CAND1 is upregulated and correlate to poor prognosis of HCC
HCC data from The Cancer Genome Atlas (TCGA) were used to analyze CAND1 expression. CAND1 expression in HCC tumor tissues was higher than in normal tissues (Fig. 1A). Microarray data (GSE76427 and GSE14520 datasets) from the Gene Expression Omnibus (GEO) database showed similar results (Fig. 1B, P<0.001). TCGA data also showed that high CAND1 expression was significantly associated with an advanced HCC clinical stage and a poor prognosis (Fig. 1C-D). Quantitative RT-PCR confirmed the overexpression of CAND1 mRNA in 74 HCC tumor tissues (T) from Zhongnan Hospital of Wuhan university compared to the paired adjacent non-tumor tissues (NT) (Fig. 1E, P<0.001). Immunohistochemical and Western blot verified the increased CAND1 protein levels in 9 out of 10 HCC tumor tissues compared to NT (Fig. 1F-G). Furthermore, this 74-patient cohort showed that CAND1 expression was correlated with tumor diameter (P=0.017), TNM stage (P=0.041) and Vascular invasion (P=0.043, Supplementary Table. 1). By univariate Cox regression analysis, high CAND1 expression was associated with poor prognosis (Fig. 1H). Multivariate Cox regression analysis confirmed that CAND1 and TNM stage were the independent prognostic factors (Fig. 1I).

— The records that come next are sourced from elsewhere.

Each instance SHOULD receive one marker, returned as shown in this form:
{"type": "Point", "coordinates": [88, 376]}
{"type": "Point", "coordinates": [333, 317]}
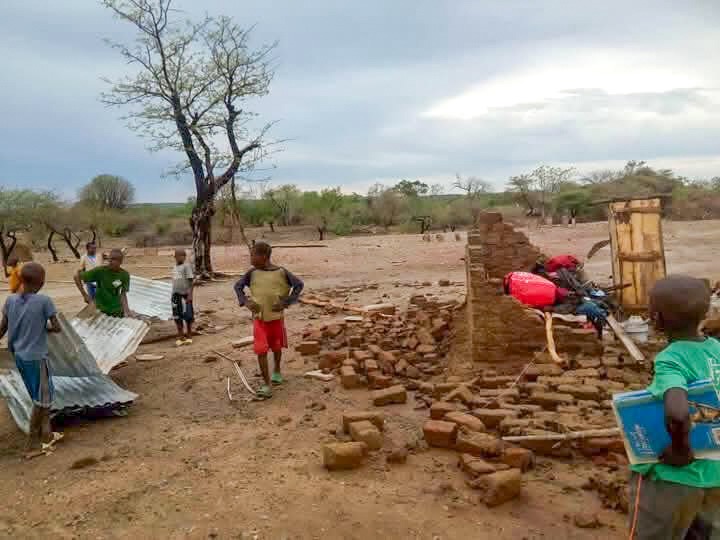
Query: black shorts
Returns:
{"type": "Point", "coordinates": [182, 309]}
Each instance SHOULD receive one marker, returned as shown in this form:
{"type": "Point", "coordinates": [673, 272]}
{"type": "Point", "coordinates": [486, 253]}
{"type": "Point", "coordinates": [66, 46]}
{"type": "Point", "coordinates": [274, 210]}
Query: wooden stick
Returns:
{"type": "Point", "coordinates": [573, 435]}
{"type": "Point", "coordinates": [625, 339]}
{"type": "Point", "coordinates": [551, 339]}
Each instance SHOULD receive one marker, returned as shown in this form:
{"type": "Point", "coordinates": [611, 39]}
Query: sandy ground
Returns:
{"type": "Point", "coordinates": [188, 463]}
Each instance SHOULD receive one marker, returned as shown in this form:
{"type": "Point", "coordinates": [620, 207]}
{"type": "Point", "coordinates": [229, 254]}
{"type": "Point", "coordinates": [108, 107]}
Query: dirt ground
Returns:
{"type": "Point", "coordinates": [188, 463]}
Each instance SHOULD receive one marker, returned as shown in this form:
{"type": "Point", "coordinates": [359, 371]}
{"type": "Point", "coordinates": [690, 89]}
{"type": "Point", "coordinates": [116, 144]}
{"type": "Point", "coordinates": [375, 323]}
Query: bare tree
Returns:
{"type": "Point", "coordinates": [190, 94]}
{"type": "Point", "coordinates": [474, 188]}
{"type": "Point", "coordinates": [107, 192]}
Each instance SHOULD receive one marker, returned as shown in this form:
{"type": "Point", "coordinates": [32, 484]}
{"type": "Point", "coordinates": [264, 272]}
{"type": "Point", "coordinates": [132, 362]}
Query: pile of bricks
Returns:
{"type": "Point", "coordinates": [385, 352]}
{"type": "Point", "coordinates": [496, 320]}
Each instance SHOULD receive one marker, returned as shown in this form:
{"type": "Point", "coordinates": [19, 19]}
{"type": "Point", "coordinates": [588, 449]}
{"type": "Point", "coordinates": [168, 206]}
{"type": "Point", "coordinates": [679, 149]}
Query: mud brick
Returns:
{"type": "Point", "coordinates": [468, 421]}
{"type": "Point", "coordinates": [440, 433]}
{"type": "Point", "coordinates": [474, 466]}
{"type": "Point", "coordinates": [492, 417]}
{"type": "Point", "coordinates": [331, 359]}
{"type": "Point", "coordinates": [361, 356]}
{"type": "Point", "coordinates": [388, 396]}
{"type": "Point", "coordinates": [498, 487]}
{"type": "Point", "coordinates": [338, 456]}
{"type": "Point", "coordinates": [569, 409]}
{"type": "Point", "coordinates": [307, 348]}
{"type": "Point", "coordinates": [461, 393]}
{"type": "Point", "coordinates": [550, 400]}
{"type": "Point", "coordinates": [371, 365]}
{"type": "Point", "coordinates": [519, 458]}
{"type": "Point", "coordinates": [551, 370]}
{"type": "Point", "coordinates": [479, 444]}
{"type": "Point", "coordinates": [557, 381]}
{"type": "Point", "coordinates": [439, 409]}
{"type": "Point", "coordinates": [583, 391]}
{"type": "Point", "coordinates": [366, 432]}
{"type": "Point", "coordinates": [376, 417]}
{"type": "Point", "coordinates": [583, 373]}
{"type": "Point", "coordinates": [374, 350]}
{"type": "Point", "coordinates": [443, 388]}
{"type": "Point", "coordinates": [349, 378]}
{"type": "Point", "coordinates": [499, 381]}
{"type": "Point", "coordinates": [377, 380]}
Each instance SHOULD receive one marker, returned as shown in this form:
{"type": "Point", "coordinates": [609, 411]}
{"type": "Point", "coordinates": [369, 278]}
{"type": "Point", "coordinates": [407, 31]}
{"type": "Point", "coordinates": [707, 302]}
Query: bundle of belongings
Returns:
{"type": "Point", "coordinates": [559, 284]}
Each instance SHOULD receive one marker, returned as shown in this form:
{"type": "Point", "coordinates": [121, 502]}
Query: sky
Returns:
{"type": "Point", "coordinates": [382, 90]}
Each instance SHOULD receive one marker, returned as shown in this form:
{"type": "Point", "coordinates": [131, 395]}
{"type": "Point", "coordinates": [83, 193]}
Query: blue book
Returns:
{"type": "Point", "coordinates": [641, 418]}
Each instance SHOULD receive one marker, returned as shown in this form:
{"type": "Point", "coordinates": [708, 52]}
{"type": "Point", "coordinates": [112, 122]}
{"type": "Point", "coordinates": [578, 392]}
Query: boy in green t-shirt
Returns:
{"type": "Point", "coordinates": [667, 497]}
{"type": "Point", "coordinates": [112, 284]}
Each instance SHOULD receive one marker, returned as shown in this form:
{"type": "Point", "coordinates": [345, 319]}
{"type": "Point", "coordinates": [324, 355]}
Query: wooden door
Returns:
{"type": "Point", "coordinates": [638, 255]}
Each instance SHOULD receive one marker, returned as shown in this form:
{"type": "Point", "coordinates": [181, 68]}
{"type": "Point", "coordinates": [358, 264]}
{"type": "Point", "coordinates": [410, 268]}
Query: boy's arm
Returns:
{"type": "Point", "coordinates": [296, 287]}
{"type": "Point", "coordinates": [677, 422]}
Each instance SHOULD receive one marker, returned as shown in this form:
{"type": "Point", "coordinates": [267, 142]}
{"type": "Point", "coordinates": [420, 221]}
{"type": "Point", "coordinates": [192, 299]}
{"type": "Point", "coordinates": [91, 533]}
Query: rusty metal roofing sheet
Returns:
{"type": "Point", "coordinates": [150, 297]}
{"type": "Point", "coordinates": [73, 395]}
{"type": "Point", "coordinates": [109, 340]}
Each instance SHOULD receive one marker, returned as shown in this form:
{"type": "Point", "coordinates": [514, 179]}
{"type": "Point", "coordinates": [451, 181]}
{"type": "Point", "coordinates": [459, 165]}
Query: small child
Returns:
{"type": "Point", "coordinates": [87, 263]}
{"type": "Point", "coordinates": [667, 497]}
{"type": "Point", "coordinates": [182, 299]}
{"type": "Point", "coordinates": [25, 318]}
{"type": "Point", "coordinates": [272, 289]}
{"type": "Point", "coordinates": [14, 274]}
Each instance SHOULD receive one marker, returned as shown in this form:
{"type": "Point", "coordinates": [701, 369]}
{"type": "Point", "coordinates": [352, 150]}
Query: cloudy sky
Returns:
{"type": "Point", "coordinates": [380, 90]}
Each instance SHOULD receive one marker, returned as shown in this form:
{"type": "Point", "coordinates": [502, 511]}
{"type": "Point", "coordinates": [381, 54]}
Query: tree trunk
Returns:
{"type": "Point", "coordinates": [51, 249]}
{"type": "Point", "coordinates": [201, 225]}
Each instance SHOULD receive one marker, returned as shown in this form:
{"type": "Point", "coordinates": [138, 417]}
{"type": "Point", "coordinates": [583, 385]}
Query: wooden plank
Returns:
{"type": "Point", "coordinates": [625, 339]}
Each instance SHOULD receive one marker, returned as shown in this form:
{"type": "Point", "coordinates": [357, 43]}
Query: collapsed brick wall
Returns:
{"type": "Point", "coordinates": [502, 330]}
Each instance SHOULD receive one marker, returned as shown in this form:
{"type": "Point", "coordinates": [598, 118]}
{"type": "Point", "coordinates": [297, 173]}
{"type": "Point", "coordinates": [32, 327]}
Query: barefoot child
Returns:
{"type": "Point", "coordinates": [25, 318]}
{"type": "Point", "coordinates": [272, 289]}
{"type": "Point", "coordinates": [14, 275]}
{"type": "Point", "coordinates": [182, 301]}
{"type": "Point", "coordinates": [666, 497]}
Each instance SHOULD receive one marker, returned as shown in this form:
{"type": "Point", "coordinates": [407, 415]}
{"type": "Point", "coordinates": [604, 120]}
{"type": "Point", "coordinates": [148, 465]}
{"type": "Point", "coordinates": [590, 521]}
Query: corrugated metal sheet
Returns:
{"type": "Point", "coordinates": [73, 395]}
{"type": "Point", "coordinates": [109, 340]}
{"type": "Point", "coordinates": [150, 297]}
{"type": "Point", "coordinates": [80, 357]}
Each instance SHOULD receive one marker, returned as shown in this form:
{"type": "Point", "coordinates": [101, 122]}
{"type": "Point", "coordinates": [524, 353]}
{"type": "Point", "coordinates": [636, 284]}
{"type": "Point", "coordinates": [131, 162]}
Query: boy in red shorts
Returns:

Overall, these observations demonstrate that CAND1 overexpression is tightly associated with HCC and may serve as an unfavorable prognosis factor.
CAND1 promotes cell proliferation, migration, and invasion in vitro
The expression of CAND1 protein was relatively high in the Hep3B and Huh7 cell lines and relatively low in the HCCLM3 and HepG2 cell lines (Supplementary Fig. 1). We knocked down CAND1 mRNA level (Fig. 2A) and protein level (Fig. 2B) in Hep3B and Huh7 cells by lentivirus-mediated shRNA technique. shCAND1#2 and shCAND1#3 showed potent knockdown efficiency and were used for subsequent experiments. CAND1 knockdown reduced the cell proliferation potential and the colony formation of Hep3B and Huh7 cells (Fig. 2C-D). Transwell assays showed that CAND1 knockdown inhibited cell invasion (Fig. 2E). Wound healing assays showed that CAND1 knockdown significantly reduced cell migration (Fig. 2F). Collectively, our findings suggest that knockdown of CAND1 inhibits cell proliferation, migration, and colony formation in HCC cells. We also overexpressed CAND1 in HCCLM3 and HepG2 cells, which promoted cell proliferation (Fig. 2G-H). Consistently, CAND1 overexpression promoted cell migration and invasion (Fig. 2I-J). These results suggest that CAND1 promotes HCC cell proliferation, colony formation, migration, and invasion.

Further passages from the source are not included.